Washington D.C. Mayor Vincent C. Gray  (Source:
The idea behind DC-CAN is to offer a city-owned, middle mile network that last-mile service providers can establish a connection with for cheap

Washington D.C. announced its first link of a 100-gigabit-per-second fiber network, which will help provide affordable broadband services to homes and businesses throughout the District.

Mayor Vincent C. Gray, current Mayor of the District of Columbia, along with the District's Office of the Chief Technology Officer (OCTO) made the announcement yesterday, saying that the District is the first city in the nation to build a network this fast.

The new 100G fiber network, called the DC Community Access Network (DC-CAN), will initially be provided to communities east of the Anacostia River, but will eventually extend its reach throughout the entire District.

"With this 100G connection, we are making history by providing state-of-the-art network capacity that will help create jobs and grow the District's economy well into the 21st century," said Gray. "DC-CAN will help pave the way for greater broadband adoption across the District of Columbia, and I'm proud that we will be the first city in the United States to make such a forward-thinking investment in crucial technology infrastructure."

The idea behind DC-CAN is to offer a city-owned, middle mile network that last-mile service providers can establish a connection with for cheap. By using DC-CAN, these service providers can then offer affordable broadband services to homes and businesses throughout the District.

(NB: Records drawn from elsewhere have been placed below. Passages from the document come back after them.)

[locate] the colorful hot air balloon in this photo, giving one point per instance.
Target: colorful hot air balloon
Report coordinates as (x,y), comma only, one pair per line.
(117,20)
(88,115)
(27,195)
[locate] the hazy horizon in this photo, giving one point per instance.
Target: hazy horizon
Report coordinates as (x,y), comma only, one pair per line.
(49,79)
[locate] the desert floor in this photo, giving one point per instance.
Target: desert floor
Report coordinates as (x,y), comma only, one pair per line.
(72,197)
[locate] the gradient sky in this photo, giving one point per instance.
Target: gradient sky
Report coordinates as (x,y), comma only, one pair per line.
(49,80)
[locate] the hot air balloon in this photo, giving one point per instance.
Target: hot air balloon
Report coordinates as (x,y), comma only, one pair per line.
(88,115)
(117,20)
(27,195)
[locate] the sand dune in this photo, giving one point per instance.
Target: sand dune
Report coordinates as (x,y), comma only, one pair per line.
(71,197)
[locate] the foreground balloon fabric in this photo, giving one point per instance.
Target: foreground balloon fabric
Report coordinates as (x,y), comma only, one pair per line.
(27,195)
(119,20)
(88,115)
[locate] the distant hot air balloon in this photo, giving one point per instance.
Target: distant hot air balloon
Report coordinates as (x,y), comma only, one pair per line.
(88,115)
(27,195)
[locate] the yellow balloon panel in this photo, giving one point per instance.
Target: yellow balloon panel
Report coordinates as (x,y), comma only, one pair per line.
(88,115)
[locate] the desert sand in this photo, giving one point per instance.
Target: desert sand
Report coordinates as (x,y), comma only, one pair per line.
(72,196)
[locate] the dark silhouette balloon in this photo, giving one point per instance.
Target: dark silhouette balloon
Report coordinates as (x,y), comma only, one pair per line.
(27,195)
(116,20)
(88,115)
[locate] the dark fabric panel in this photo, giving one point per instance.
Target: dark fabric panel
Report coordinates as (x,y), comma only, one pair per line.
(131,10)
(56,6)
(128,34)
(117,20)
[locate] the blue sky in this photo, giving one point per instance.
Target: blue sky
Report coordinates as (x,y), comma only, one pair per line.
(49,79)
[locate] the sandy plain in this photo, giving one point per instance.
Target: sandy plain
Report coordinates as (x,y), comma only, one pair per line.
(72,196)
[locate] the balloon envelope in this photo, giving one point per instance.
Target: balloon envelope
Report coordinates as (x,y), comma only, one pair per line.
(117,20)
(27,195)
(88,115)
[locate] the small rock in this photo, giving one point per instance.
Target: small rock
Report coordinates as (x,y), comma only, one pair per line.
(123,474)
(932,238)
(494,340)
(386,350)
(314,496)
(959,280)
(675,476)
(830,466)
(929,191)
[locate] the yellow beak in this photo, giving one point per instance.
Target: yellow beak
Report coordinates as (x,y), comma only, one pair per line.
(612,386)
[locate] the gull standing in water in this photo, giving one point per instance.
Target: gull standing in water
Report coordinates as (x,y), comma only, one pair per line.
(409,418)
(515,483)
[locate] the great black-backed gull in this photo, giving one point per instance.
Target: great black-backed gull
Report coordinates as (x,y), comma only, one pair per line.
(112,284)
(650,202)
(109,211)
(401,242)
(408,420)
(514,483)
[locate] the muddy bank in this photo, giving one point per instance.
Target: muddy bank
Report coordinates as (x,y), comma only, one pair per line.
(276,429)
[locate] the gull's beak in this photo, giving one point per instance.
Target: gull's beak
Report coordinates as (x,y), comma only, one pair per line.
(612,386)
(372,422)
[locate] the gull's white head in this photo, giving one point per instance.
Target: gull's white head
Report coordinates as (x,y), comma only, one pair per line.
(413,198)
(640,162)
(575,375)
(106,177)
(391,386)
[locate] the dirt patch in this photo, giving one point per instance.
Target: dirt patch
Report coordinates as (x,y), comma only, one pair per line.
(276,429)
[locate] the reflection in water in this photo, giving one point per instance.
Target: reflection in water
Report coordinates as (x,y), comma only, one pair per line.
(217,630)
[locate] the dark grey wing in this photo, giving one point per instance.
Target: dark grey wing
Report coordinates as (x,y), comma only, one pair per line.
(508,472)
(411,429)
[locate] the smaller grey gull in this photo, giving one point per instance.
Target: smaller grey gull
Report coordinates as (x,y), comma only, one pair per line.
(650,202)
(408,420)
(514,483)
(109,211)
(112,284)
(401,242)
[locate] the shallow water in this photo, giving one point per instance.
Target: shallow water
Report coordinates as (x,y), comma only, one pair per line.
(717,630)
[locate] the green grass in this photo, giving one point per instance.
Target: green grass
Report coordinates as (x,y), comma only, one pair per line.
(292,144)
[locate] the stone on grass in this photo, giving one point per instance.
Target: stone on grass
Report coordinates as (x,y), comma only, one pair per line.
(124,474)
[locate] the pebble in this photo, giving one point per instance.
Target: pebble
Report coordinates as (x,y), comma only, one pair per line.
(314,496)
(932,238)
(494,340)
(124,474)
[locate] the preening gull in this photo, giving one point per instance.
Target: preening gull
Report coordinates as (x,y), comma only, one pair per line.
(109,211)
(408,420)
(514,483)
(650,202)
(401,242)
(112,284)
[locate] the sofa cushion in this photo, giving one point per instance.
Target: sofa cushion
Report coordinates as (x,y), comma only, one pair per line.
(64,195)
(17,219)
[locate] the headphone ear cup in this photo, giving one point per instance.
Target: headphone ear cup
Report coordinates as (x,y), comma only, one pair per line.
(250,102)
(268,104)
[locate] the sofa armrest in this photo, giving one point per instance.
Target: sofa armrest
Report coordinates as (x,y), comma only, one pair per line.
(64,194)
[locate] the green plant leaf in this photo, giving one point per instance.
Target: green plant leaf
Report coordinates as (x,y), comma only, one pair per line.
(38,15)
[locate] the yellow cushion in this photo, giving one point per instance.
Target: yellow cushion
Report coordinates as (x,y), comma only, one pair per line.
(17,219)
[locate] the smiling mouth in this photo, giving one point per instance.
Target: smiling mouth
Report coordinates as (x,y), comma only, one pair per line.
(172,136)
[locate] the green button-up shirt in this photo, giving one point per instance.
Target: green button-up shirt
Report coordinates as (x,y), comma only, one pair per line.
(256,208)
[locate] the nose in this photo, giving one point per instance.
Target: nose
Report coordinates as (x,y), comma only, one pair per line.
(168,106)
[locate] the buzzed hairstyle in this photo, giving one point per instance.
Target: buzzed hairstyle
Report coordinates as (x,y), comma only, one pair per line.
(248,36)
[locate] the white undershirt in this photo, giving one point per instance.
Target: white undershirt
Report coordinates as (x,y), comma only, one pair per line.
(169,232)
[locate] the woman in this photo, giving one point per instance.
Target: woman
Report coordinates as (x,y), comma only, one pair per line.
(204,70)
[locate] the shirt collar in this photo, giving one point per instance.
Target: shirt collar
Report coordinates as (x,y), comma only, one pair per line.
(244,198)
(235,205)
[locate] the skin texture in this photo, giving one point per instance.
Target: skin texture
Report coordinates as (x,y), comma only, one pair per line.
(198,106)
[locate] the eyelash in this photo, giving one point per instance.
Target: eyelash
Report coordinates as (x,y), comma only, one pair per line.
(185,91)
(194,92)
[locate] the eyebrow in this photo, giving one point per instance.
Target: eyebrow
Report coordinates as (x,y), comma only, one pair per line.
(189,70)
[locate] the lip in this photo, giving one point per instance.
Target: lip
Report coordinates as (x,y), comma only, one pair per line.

At this point, 24 community anchor institutions are already connected to the 100G network, such as schools and libraries. The city hopes to link at least 223 as the network grows.

"As Internet use moves toward video and other data-intensive applications, this network is well-positioned to support such next-generation apps without the need for further infrastructure upgrades for at least a decade," said Rob Mancini, D.C. Chief Technology Officer. "By expanding to an established 100G platform, the District has invested in an efficient and economically viable solution based on proven technology."

The project should be completed by 2013.

D.C.'s efforts to bring affordable broadband to underserved areas of the city echoes the recent efforts of others to achieve the same, such as the Federal Communications Commission's partnership with U.S. cable companies to bring low-income families broadband Internet access for as low as $9.99 per month.